Development focused on creating immersion and interaction, adapting songs from previous entries in the series into virtual reality experiences. This included adding left-hand scoring, in contrast to the series' games traditionally scoring only through right-hand movement, and reworking the user interface into a 360° VR setting. All backgrounds are rendered in-game within the 360° viewing angle, similar to mainline Just Dance installments prior to Just Dance 2016. Additionally, the game shares user interface elements with Just Dance 2023 Edition. Customizable avatars and a social hub were also added with the purpose of allowing players a more fun experience by interacting with each other.

==Gameplay==

As with mainline and previous spin-off entries of the franchise, players must mimic the on-screen coach's choreography to a chosen song, in this case utilizing the headset's Touch, Touch Pro and Touch Plus controllers respectively.

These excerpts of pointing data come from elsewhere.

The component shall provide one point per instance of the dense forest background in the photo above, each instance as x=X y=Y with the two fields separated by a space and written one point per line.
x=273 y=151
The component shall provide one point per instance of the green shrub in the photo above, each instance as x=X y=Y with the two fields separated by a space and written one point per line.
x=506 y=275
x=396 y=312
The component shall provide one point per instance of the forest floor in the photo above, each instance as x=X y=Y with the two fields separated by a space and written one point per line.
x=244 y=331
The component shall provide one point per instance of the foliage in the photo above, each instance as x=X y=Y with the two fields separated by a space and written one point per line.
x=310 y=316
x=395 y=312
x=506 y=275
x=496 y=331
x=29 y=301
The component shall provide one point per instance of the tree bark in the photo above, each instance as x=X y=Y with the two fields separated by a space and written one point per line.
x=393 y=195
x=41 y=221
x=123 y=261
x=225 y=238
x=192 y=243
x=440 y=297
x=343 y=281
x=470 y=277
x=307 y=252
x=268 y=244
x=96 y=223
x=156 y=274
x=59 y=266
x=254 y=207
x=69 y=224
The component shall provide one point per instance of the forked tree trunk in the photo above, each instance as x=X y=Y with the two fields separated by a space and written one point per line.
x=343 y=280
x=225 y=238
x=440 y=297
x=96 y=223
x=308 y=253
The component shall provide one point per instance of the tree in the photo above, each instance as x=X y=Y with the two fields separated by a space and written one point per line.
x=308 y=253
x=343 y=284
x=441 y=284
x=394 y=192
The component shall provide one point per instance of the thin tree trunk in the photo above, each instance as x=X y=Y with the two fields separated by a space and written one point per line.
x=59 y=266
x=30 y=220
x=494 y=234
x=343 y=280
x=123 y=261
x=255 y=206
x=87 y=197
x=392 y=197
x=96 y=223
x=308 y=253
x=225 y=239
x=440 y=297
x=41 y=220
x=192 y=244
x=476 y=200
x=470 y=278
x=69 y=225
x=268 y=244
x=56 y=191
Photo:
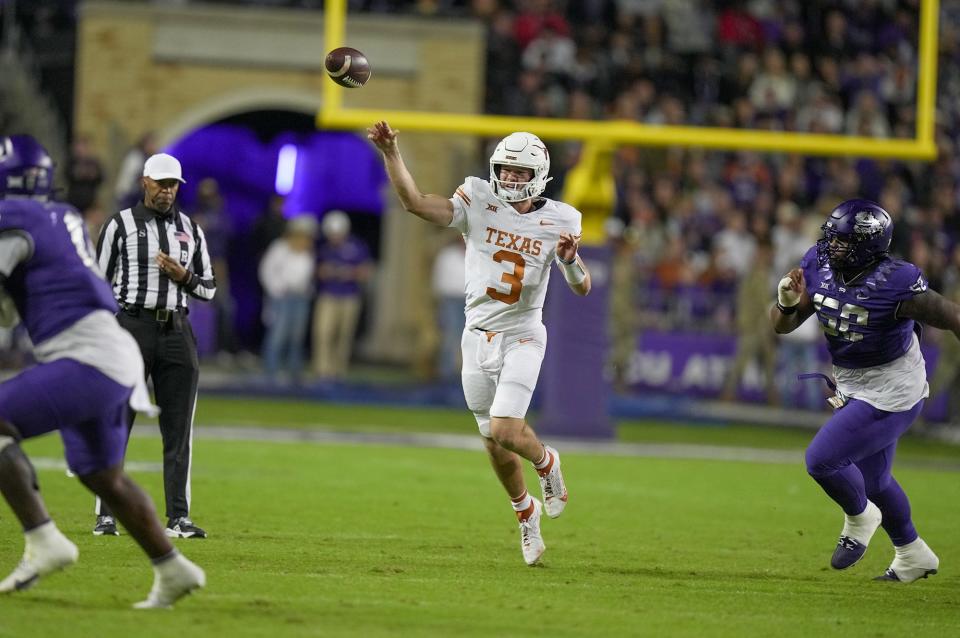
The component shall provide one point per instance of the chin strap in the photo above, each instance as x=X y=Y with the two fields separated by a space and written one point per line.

All songs are taken from previous games in the series, with the exception of "Centuries" which acted as an exclusive track until it was released on Just Dance+ on February 18, 2025.

Players can access two distinct 3D social spaces; the Apartment and Dancity. In the former, users can see any trophies they have earned, customize their avatar, and interact with glowsticks and a basketball hoop. And in the latter, they can invite other users to multiplayer sessions, engage in freestyle dance battles and compete in throwing a ball in a hoop. In both, they can choose which song to play.

Within a song, a maximum of six players can dance simultaneously. Haptic feedback such as hand trails, pulse effects and clapping can be done while dancing.

==Soundtrack==

The following songs appear on Just Dance VR:

| Song | Artist | Year | Original game |
|---|---|---|---|
| "After Party" | Banx & Ranx featuring Zach Zoya | 2023 | Just Dance 2024 Edition |
| "A Little Party Never Killed Nobody (All We Got)" | Fergie featuring Q-Tip & GoonRock | 2013 | Just Dance 2019 |
| "Bad Liar" | Selena Gomez | 2017 | Just Dance 2018 |
| "Beauty and a Beat" | Justin Bieber featuring Nicki Minaj | 2012 | Just Dance 4 |
| "Born This Way" | Lady Gaga | 2011 | Just Dance 2016 |
| "Blinding Lights" | The Weeknd | 2019 | Just Dance 2021 |
| "Call Me Maybe" | Carly Rae Jepsen | 2011 | Just Dance 4 |
| "Centuries" | Fall Out Boy | 2014 | Just Dance VR |
| "Dark Horse" | Katy Perry | 2013 | Just Dance 2015 |
| "Don't Stop Me Now" | Queen | 1978 | Just Dance 2017 |
| "Hollaback Girl" | Gwen Stefani | 2005 | Just Dance+ |
| "How You Like That" | BLACKPINK | 2020 | Just Dance 2024 Edition |
| "I Will Survive" | Gloria Gaynor | 1978 | Just Dance 2014 |
| "Jai Ho! (You Are My Destiny)" | A. R. Rahman and The Pussycat Dolls featuring Nicole Scherzinger | 2009 | Just Dance 2 |
| "Lights" | Ellie Goulding | 2011 | Just Dance 2016 |
| "Love Me Again" | John Newman | 2013 | Just Dance 2015 |
| "Starships" | Nicki Minaj | 2012 | Just Dance 2014 |
| "Stop This Fire" | Nius | 2024 | Just Dance 2025 Edition |
| "Taki Taki" | DJ Snake featuring Selena Gomez, Ozuna and Cardi B | 2018 | Just Dance 2020 |
| "Thank U, Next" | Ariana Grande | 2018 | Just Dance+ |
| "Therefore I Am" | Billie Eilish | 2020 | Just Dance 2023 Edition |
| "Tusa" | Karol G and Nicki Minaj | 2019 | Just Dance Unlimited |
| "Volar" | Lele Pons featuring Susan Diaz and Victor Cardenas | 2020 | Just Dance 2021 |
| "Wake Me Up" | Avicii featuring Aloe Blacc | 2013 | Just Dance 2014 |
| "Wannabe" | Itzy | 2020 | Just Dance 2023 Edition |

==Reception==
Just Dance VR received mixed-to-positive reviews from critics. Hamish Hector of TechRadar Gaming described the track list as "out of date" compared to Just Dance 2025 Edition, which released on the same day. He also criticized how the game didn't take full advantage of its 360-VR stages, alongside the lack of a mixed reality mode and a poor scoring system. Giovanni Colantonio of Digital Trends gave the game a more positive outlook, praising the series' smooth transition into a virtual reality format, while still criticizing the unclear UI, the small song selection, and the possibility of hitting real-life objects while dancing. Henry Stockdale of UploadVR commented positively on the social hub and the songs' environments, while the small song selection and the limited amount of things to do in Dancity were his main complaints.